Hamstring tears are a common injury. The vast majority of these injuries represent simple muscle strains which can be managed without an operation (conservatively).

In a small but significant minority the entire hamstring muscle / tendon unit is pulled off the bone where it attaches to the back of the pelvis (proximal hamstring avulsion). The available scientific literature supports surgical reattachment of the hamstring to avoid long term functional impairment and allow return to sports.

What is the mechanism of injury?

Mechanism of hamstring injury

Figure 1: picture illustrating mechanism of hamstring origin tear.

Most hamstring muscle injuries result from a sudden acceleration such as when sprinting. Tears of the hamstring origin, where it inserts on the pelvis most commonly arise from a forceful pull on the hamstring muscle with the knee in a straight position. The most common activity leading to this injury is waterskiing (see figure 1). Other common causes includes doing the "splits", simple slips and trips and sports such as soccer, rugby and tennis.

What are the symptoms?

Hamstring injury

Figure 2: photograph showing extensive bruising in the thigh following hamstring origin tear.

Most patients will describe an injury which leads to excruciating pain in the back of their thigh. The pain may be so bad that it makes them physically sick. Other common symptoms include:

  • hearing a "pop"
  • inability to weight bear
  • difficulty sitting
  • sciatica (shooting pain down the back of the leg)
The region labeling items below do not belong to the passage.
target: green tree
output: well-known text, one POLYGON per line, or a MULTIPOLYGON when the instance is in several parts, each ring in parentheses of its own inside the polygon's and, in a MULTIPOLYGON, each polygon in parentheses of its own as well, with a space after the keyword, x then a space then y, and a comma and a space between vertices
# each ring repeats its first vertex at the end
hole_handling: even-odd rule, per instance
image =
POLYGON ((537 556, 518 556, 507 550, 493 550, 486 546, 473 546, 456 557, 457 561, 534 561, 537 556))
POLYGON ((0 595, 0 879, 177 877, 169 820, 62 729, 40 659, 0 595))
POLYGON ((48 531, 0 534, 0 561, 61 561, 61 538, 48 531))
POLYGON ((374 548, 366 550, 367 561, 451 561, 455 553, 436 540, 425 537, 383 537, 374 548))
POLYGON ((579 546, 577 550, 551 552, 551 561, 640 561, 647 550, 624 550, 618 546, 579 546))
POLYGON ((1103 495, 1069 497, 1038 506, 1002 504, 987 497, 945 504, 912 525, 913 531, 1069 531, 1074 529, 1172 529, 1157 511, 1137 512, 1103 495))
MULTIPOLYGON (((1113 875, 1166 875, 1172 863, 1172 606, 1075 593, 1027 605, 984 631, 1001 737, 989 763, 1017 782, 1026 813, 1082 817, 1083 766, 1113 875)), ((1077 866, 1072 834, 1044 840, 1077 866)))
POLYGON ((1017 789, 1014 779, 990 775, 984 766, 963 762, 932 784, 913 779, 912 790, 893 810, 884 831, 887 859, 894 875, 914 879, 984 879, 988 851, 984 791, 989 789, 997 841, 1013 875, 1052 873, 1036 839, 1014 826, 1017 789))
What are the physical signs?

  • extensive bruising down the back of the thigh often into the calf (see figure 2)
  • palpable gap at the buttock
  • weakness
  • prominent muscle belly in the lower thigh


How is it diagnosed?

Hamstring injury

Figure 3: photograph demonstrating prominent muscle belly in lower thigh.
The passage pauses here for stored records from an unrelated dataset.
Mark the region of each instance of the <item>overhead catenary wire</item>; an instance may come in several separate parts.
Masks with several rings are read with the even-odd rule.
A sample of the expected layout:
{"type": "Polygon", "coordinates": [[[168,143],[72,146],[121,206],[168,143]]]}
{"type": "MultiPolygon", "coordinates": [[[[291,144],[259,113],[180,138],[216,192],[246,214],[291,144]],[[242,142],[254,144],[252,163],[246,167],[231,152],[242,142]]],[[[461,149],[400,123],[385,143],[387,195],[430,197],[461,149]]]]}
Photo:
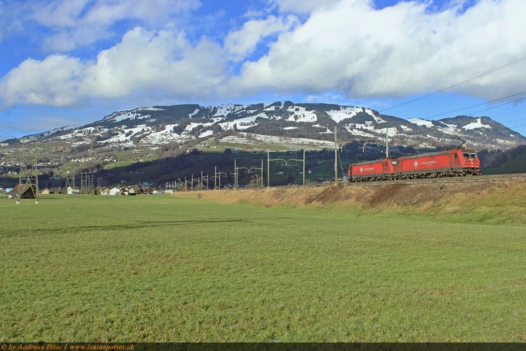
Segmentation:
{"type": "Polygon", "coordinates": [[[476,79],[478,78],[480,78],[481,77],[485,76],[487,74],[489,74],[490,73],[492,73],[496,71],[498,71],[499,69],[500,69],[501,68],[503,68],[505,67],[508,67],[508,66],[510,66],[510,65],[513,65],[513,64],[517,63],[517,62],[519,62],[519,61],[522,61],[522,60],[523,60],[524,59],[526,59],[526,56],[524,56],[524,57],[522,57],[521,58],[519,58],[518,60],[515,60],[515,61],[513,61],[513,62],[510,62],[510,63],[506,64],[504,66],[501,66],[500,67],[498,67],[497,68],[495,68],[494,69],[492,69],[491,71],[488,71],[487,72],[485,72],[484,73],[482,73],[482,74],[479,74],[479,75],[477,76],[476,77],[473,77],[473,78],[470,78],[470,79],[467,79],[466,81],[464,81],[463,82],[461,82],[459,83],[457,83],[456,84],[454,84],[453,85],[451,85],[451,86],[449,86],[447,88],[444,88],[443,89],[441,89],[440,90],[439,90],[439,91],[437,91],[436,92],[434,92],[434,93],[431,93],[431,94],[428,94],[427,95],[424,95],[423,96],[421,96],[421,97],[418,97],[417,98],[413,99],[413,100],[411,100],[410,101],[408,101],[407,102],[405,102],[405,103],[404,103],[403,104],[400,104],[400,105],[397,105],[396,106],[392,106],[391,107],[389,107],[389,108],[386,108],[385,109],[383,109],[381,111],[380,111],[380,112],[383,112],[385,111],[389,111],[390,109],[391,109],[392,108],[395,108],[396,107],[399,107],[401,106],[403,106],[404,105],[407,105],[408,104],[410,104],[411,103],[414,102],[415,101],[418,101],[418,100],[421,100],[421,99],[422,99],[423,98],[425,98],[426,97],[428,97],[429,96],[431,96],[431,95],[434,95],[436,94],[438,94],[439,93],[442,93],[442,92],[445,92],[446,91],[449,90],[449,89],[451,89],[452,88],[454,88],[455,87],[458,86],[459,85],[461,85],[462,84],[463,84],[464,83],[467,83],[468,82],[471,82],[471,81],[473,81],[474,79],[476,79]]]}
The diagnosis is most commonly made based on a series of questions regarding the injury and a physical examination. In addition you will require a magnetic resonance imaging scan (MRI) to define the injury in more detail.

What is the treatment?

Historically, the treatment has been conservative, relying on physiotherapy and painkillers. There is growing evidence, however, that some groups of patients do better following surgical reattachment. Patients with complete tears and those who present within 6 weeks of injury tend to do best.

The operation involves a vertical 10-15cm incision close to the buttock. Through this incision the torn hamstring tendon is retrieved and fixed back onto the pelvis using strong bone anchors. You will require rehabilitation under the supervision of a physiotherapist afterwards for at least 3 months.
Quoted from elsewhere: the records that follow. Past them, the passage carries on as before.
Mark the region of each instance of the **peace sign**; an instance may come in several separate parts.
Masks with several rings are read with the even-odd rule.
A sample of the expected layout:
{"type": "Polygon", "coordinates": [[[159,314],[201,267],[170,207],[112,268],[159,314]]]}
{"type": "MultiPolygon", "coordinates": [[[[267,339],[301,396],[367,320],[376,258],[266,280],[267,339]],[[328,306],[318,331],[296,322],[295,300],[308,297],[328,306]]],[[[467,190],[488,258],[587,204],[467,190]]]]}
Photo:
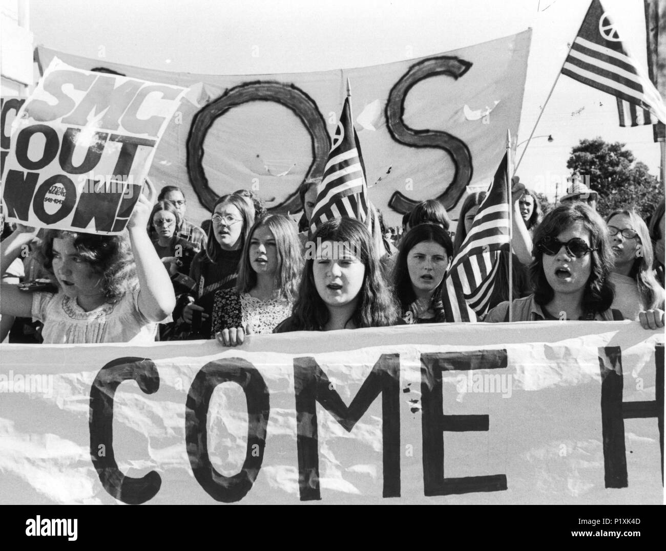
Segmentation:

Mr Barnett learned this technique during his fellowship training with Dr David Wood in Sydney, Australia. Dr Wood has the largest series of hamstring reattachments in the world, receiving referrals from all over Australia. Mr Barnett is one of very few surgeons in the UK who undertake this procedure.

If you think you have badly injured your hamstring muscle you should see your GP as soon as possible.